Flinders Health and Medical Research Institute: Sleep Health, Flinders University, Adelaide, South Australia, Australia.
Hospital University Arnau de Vilanova, Biomedical Research Institute of Lleida, Lleida, Spain.
Ann Am Thorac Soc. 2022 Apr;19(4):668-677. doi: 10.1513/AnnalsATS.202105-590OC.
Primary care clinicians may be well placed to play a greater role in obstructive sleep apnea (OSA) management. To evaluate the outcomes and cost-effectiveness of sleep apnea management in primary versus specialist care, using an individual-participant data meta-analysis to determine whether age, sex, severity of OSA, and daytime sleepiness impacted outcomes. Data sources were the Cumulative Index to Nursing and Allied Health Literature (CINAHL) database, Cochrane Central Register of Controlled Trials (CENTRAL), MEDLINE Ovid SP, Scopus, ProQuest, U.S. National Institutes of Health Ongoing Trials Register, and ISRCTN registry (inception until 09-25-2019). Hand searching was undertaken. Two authors independently assessed articles and included trials that randomized adults with a suspected diagnosis of sleep apnea to primary versus specialist management within the same study and reported daytime sleepiness using the Epworth Sleepiness Scale (range 0-24; >10 indicates pathological sleepiness; minimum clinically important difference 2 units) at baseline and follow-up.
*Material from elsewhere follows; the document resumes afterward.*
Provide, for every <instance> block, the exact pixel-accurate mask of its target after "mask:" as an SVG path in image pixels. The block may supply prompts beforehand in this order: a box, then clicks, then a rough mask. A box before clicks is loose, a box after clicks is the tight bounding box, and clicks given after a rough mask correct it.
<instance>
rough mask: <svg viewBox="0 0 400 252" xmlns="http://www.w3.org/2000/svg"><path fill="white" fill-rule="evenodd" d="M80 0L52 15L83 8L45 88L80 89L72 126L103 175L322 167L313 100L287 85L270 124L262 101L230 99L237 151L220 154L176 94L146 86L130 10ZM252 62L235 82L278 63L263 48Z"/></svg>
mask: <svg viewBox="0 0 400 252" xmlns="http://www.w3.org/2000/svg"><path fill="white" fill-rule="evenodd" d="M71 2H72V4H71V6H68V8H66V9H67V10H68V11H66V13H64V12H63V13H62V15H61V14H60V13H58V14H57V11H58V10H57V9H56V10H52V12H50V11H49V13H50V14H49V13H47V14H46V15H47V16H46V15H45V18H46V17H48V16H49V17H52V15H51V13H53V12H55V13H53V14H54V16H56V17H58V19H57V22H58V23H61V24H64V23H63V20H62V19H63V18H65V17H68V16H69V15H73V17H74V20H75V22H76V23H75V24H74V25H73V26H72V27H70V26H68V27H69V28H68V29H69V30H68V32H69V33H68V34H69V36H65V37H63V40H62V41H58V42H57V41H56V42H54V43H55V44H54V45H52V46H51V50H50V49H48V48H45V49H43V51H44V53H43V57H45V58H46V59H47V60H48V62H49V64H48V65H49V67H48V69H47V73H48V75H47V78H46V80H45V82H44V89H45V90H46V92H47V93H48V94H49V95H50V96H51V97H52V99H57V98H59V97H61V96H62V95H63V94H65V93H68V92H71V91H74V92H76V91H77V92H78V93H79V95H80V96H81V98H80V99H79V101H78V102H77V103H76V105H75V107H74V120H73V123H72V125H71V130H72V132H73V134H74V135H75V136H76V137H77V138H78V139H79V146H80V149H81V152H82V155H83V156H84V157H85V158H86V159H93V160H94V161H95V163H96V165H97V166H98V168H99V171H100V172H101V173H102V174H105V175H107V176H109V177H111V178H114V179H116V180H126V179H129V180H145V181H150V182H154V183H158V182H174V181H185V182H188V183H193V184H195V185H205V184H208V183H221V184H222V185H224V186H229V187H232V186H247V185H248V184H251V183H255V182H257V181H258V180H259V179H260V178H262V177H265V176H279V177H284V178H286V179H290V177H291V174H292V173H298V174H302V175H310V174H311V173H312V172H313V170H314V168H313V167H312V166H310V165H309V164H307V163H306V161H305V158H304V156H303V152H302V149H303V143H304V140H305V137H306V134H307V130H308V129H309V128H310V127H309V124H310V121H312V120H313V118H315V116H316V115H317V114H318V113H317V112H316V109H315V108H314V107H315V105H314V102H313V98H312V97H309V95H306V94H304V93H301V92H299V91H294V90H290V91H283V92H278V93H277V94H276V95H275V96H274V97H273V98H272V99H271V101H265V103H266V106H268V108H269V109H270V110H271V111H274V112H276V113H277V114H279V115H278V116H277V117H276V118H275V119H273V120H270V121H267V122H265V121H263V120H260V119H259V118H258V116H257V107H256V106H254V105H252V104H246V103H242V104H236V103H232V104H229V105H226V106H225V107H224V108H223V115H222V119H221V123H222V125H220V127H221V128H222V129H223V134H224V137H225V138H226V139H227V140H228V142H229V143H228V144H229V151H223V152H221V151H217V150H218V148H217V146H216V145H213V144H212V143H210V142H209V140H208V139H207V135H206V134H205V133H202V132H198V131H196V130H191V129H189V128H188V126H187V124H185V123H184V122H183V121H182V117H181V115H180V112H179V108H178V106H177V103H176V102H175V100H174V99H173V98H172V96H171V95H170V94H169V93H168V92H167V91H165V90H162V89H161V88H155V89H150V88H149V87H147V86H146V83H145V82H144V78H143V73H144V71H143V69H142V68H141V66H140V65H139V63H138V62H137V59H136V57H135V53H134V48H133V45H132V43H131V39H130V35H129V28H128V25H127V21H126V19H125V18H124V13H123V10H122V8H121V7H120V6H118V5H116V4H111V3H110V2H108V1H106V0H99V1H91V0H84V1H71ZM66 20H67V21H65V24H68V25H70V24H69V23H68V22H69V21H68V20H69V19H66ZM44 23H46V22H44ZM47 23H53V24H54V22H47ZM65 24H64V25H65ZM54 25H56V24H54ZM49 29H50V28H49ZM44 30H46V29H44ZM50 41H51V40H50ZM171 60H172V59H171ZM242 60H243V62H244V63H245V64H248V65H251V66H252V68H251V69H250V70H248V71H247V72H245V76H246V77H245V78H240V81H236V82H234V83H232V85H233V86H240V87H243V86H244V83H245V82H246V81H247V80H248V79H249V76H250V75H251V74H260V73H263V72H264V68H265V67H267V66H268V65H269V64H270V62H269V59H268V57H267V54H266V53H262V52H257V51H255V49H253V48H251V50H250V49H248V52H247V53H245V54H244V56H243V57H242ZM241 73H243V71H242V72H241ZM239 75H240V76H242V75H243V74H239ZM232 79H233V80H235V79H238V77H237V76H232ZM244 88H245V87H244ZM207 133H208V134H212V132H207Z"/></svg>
The primary analysis combined data from 970 (100%) participants (four trials). Risk of bias was assessed (Cochrane Tool). One-stage intention-to-treat analysis showed a slightly smaller decrease in daytime sleepiness (0.8; 0.2 to 1.4), but greater reduction in diastolic blood pressure in primary care (-1.9; -3.2 to -0.6 mm Hg), with similar findings in the per-protocol analysis. Primary care-based within-trial healthcare system costs per participant were lower (-$448.51 U.S.), and quality-adjusted life years and daytime sleepiness improvements were less expensive. Similar primary outcome results were obtained for subgroups in both management settings. Similar outcomes in primary care at a lower cost provide strong support for implementation of primary care-based management of sleep apnea.
初级保健临床医生可能更适合在阻塞性睡眠呼吸暂停(OSA)管理中发挥更大的作用。为了评估初级保健与专科保健在睡眠呼吸暂停管理方面的结果和成本效益,我们使用个体参与者数据荟萃分析来确定年龄、性别、OSA 严重程度和日间嗜睡是否影响结果。数据来源为 Cumulative Index to Nursing and Allied Health Literature(CINAHL)数据库、Cochrane Central Register of Controlled Trials(CENTRAL)、MEDLINE Ovid SP、Scopus、ProQuest、美国国立卫生研究院正在进行的试验登记处和 ISRCTN 登记处(成立至 2019 年 9 月 25 日)。进行了手工检索。两位作者独立评估文章,并纳入了在同一研究中随机分配疑似睡眠呼吸暂停成人接受初级保健与专科管理的试验,并报告了使用 Epworth 嗜睡量表(范围 0-24;>10 表示病理性嗜睡;最小临床重要差异 2 个单位)在基线和随访时的日间嗜睡。主要分析合并了来自 970 名(100%)参与者(四项试验)的数据。评估了偏倚风险(Cochrane 工具)。单阶段意向治疗分析显示,日间嗜睡的减少略小(0.8;0.2 至 1.4),但初级保健的舒张压降低更大(-1.9;-3.2 至-0.6mmHg),在方案分析中也有类似的发现。基于初级保健的每例参与者的试验内医疗系统成本较低(-448.51 美元),质量调整生命年和日间嗜睡改善的成本较低。在两种管理环境的亚组中均获得了相似的主要结局结果。在成本较低的情况下,初级保健中获得相似的结果为实施基于初级保健的睡眠呼吸暂停管理提供了有力支持。